Bei Pollenallergien spielen vor allem rezeptfreie Medikamente eine große Rolle, besagen Ergebnisse der Umfrage Apothekenkonjunkturindex APOkix . Die Mehrheit der Patienten/innen kaufen ausschließlich rezeptfreie Medikamente. Allergiker/innen sind durch das Internet mittlerweile über Therapiemöglichkeiten informiert.

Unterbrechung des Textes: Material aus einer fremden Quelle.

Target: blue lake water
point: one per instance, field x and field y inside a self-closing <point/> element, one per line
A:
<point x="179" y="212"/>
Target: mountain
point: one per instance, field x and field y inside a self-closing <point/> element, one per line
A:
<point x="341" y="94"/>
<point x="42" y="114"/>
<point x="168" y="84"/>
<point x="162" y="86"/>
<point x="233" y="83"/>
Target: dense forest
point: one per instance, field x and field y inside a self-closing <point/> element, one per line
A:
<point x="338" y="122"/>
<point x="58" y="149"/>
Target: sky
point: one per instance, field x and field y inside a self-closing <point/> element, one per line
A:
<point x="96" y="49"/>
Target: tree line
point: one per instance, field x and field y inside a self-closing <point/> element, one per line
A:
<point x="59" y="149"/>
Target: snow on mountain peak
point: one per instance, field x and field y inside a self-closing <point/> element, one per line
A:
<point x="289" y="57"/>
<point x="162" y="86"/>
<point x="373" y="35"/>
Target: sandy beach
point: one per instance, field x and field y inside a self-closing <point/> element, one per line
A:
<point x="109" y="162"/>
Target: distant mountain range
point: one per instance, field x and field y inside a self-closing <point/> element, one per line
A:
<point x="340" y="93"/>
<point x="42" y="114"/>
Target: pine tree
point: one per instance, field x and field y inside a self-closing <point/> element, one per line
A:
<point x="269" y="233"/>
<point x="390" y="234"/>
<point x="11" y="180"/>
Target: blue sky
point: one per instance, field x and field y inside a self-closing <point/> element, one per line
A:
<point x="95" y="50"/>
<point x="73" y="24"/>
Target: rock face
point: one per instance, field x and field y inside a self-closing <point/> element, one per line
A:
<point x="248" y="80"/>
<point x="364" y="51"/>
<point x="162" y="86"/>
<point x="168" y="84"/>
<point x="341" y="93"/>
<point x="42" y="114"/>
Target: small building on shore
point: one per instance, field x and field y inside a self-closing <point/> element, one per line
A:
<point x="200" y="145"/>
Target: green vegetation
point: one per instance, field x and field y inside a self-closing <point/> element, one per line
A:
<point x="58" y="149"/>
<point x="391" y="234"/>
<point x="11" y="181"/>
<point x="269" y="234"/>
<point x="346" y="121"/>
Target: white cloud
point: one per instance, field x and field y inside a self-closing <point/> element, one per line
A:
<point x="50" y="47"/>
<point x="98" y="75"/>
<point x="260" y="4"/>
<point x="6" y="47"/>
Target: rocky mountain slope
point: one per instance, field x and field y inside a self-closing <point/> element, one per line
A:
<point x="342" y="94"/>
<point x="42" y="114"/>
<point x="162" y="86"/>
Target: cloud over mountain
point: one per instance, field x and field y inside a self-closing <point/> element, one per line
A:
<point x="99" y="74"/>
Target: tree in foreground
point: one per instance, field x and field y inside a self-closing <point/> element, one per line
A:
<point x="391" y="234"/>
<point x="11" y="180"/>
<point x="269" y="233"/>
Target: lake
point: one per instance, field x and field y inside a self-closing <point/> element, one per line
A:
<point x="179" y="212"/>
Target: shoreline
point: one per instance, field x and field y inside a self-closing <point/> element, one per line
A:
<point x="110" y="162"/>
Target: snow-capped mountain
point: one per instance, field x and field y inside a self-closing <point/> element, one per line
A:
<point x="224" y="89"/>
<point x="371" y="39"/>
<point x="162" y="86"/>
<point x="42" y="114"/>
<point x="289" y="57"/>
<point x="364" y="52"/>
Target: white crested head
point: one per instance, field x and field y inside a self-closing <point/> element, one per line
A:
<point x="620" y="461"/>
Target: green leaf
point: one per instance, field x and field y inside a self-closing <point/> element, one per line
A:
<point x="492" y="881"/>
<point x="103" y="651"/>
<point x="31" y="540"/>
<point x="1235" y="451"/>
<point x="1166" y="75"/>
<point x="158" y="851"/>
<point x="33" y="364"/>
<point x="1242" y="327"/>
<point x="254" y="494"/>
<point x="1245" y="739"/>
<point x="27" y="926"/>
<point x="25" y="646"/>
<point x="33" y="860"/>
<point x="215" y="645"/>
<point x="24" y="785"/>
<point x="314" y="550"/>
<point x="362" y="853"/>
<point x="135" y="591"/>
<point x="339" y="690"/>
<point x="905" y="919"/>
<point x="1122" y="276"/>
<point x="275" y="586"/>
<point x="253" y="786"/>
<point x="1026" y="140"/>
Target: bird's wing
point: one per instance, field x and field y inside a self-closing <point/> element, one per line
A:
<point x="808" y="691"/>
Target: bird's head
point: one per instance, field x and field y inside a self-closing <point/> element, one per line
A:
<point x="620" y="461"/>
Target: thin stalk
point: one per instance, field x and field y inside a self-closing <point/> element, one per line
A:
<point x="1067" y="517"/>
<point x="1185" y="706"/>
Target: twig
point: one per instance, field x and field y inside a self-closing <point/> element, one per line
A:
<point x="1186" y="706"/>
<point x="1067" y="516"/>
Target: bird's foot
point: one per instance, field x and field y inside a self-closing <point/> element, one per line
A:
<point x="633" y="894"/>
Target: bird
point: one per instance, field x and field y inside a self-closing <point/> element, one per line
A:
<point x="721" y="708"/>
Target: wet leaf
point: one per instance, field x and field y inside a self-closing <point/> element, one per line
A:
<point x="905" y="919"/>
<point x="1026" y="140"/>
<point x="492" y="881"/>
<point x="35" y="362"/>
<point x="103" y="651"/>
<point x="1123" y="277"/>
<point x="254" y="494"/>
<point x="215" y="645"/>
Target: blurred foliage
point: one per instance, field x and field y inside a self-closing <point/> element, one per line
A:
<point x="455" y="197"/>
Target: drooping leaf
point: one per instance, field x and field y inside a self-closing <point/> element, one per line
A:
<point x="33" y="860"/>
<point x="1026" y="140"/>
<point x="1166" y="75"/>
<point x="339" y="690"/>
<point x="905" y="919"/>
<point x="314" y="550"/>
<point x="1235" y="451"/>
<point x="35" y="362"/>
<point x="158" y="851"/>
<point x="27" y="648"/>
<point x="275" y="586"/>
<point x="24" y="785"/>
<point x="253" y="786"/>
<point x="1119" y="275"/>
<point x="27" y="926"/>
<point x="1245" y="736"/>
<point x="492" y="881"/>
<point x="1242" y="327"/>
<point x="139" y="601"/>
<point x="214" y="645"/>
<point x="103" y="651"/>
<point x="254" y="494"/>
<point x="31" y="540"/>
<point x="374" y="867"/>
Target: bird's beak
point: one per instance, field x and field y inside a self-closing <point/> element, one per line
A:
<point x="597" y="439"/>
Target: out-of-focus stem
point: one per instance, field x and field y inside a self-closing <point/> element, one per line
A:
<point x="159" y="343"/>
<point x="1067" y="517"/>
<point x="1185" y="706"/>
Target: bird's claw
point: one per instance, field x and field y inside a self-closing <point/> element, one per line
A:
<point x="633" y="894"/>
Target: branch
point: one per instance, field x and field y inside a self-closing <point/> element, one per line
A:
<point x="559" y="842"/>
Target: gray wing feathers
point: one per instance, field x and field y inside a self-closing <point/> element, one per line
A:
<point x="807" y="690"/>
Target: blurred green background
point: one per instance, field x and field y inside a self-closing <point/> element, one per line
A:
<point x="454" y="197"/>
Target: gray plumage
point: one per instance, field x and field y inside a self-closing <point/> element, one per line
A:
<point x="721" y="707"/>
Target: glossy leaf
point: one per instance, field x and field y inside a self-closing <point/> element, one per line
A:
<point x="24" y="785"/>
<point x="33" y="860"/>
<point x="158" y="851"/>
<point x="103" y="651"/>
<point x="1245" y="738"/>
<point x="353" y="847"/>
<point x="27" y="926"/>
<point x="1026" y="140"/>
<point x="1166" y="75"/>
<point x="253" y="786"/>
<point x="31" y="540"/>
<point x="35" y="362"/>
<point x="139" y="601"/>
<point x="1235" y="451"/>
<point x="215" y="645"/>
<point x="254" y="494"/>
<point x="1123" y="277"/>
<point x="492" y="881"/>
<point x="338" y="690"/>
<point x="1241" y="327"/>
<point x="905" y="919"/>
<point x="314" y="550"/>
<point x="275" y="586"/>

Der APOkix des IFH Köln zeigt in seiner Märzumfrage, dass die Apotheken gut auf die frühe Pollensaison vorbereitet sind. 97% der befragten Apothekenleiter/innen geben an, dass sie ganzjährig einen ausreichenden Bestand an Antiallergika im Bereich Pollenallergien vorliegen haben. 96% der Befragten bestätigen, dass sie Patient/innen umgehend versorgen können. Dies geschieht vor allem durch die Abgabe von rezeptfreien Medikamenten. 63% der Patient/innen im Bereich der Pollenallergie kaufen ausschließlich rezeptfreie Produkte. Ein Drittel der Befragten gibt an, dass die Abgabe von Medikamenten im Bereich Pollenallergie eine hohe Bedeutung für den Ertrag ihrer Apotheke hat.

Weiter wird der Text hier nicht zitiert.